Донья Исидора Мстительница».
Такую крестную муку претерпел дон Маркос при чтении этого письма, что на него напала жестокая горячка, которая свела его в гроб, так что дни его жизни завершились самым жалким образом за скаредно отсчитанные дни болезни.
Что касается доньи Исидоры, то вся компания дожидалась в Барселоне галер, чтобы перебраться в Неаполь; и однажды ночью, когда сеньора спала, дон Агустин и его Инес бежали, прихватив с собою шесть тысяч дукатов дона Маркоса и все прочее. По прибытии в Неаполь дон Агустин записался в солдаты, а красавица Инес, разряженная в пух и прах, стала куртизанкой высокого полета и с помощью этого ремесла одевала и баловала своего дона Агустина. Донья Исидора вернулась в Мадрид, где, отказавшись от пышных нарядов и волосяной накладки, ходит побираться; от нее и услышал я эту историю и решил записать, дабы все скареды знали, как кончил сей скаред, и, узнав, не повторили его судьбы, а извлекли бы урок из чужого опыта.

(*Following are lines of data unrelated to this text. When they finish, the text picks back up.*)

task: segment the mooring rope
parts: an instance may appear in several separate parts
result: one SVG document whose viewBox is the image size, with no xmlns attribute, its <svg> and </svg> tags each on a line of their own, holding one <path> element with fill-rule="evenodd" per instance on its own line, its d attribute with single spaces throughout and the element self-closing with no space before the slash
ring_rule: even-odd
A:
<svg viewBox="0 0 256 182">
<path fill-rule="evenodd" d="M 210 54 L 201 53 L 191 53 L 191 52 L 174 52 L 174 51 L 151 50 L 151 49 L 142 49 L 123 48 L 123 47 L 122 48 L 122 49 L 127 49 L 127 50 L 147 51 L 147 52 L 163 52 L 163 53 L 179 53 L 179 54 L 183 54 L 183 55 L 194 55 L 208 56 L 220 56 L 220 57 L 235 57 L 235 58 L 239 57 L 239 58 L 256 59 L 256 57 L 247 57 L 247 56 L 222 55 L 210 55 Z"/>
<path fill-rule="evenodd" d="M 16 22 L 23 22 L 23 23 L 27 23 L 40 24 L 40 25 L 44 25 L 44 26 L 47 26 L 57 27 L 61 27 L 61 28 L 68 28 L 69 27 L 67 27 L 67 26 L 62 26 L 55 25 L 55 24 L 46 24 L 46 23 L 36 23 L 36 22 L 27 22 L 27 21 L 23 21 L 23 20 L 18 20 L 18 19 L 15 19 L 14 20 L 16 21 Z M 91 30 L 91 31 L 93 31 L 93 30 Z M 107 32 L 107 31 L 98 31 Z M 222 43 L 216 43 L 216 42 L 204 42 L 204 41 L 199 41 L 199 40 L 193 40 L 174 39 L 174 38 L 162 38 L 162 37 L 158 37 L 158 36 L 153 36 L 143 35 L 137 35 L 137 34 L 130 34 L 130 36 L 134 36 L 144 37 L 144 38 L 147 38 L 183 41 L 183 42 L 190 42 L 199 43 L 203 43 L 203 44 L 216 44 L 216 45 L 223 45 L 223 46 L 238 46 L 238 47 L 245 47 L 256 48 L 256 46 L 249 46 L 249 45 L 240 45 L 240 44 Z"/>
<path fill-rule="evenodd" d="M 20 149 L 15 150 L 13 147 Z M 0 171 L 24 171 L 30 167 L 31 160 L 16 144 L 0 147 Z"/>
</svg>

– Приказали вы мне, моя сеньора, рассказать нынче вечером историю о разочаровании, дабы узнали дамы об обманах и хитростях мужчин и дабы пеклись они о доброй своей славе, ибо в нынешние времена она совсем загублена, и мужчины всегда и всюду говорят о них плохо, а думают и того хуже. Величайшее их развлечение – злословить о женщинах: дается ли комедия на театре, выходит ли книга в свет – везде одна лишь хула на женщин, и ни единой нет пощады; и в том мужчины не совсем виновны: ведь в поисках наслаждений знаются они с дурными женщинами, а те могут дать лишь то, чем владеют. Когда бы искали они женщин добродетельных, дабы признать их достоинства и восхвалить оные, то нашли бы и таких, которые честны, разумны, стойки и правдивы; но таково злосчастье наше, и так плохи нынешние времена, что с добродетельными обходятся еще хуже, а так как дурным женщинам мужчины потребны лишь на время, то подобные женщины прогоняют их с позором прежде, чем те успеют их обидеть.
Я могла бы рассказать немало историй разочарования в подтверждение того, сколько бед и встарь, и ныне терпели и терпят женщины от мужчин, но предпочитаю обойти их молчанием и поведать вам историю собственных злоключений, дабы извлекли вы из нее урок, ибо много есть погубленных женщин и мало таких, которым пошел впрок чужой опыт. И говорю я так потому, что сама история моя покажет, какою ценой приходится за этот опыт платить.
Имя мое – донья Исабель Фахардо, а не Селима, как вы полагаете, и я не мавританка, а христианка, дочь родителей-католиков, и принадлежали они к высшей знати города Мурсии; а эти клейма у меня на щеках – лишь тени тех, которые напечатлела на моей чести и добром имени неблагодарность мужчины; дабы вы мне поверили, взгляните – вот я снимаю их. О, когда бы могла я подобным же образом снять те клейма, что запечатлелись у меня на душе из-за моего злополучия и неблагоразумия.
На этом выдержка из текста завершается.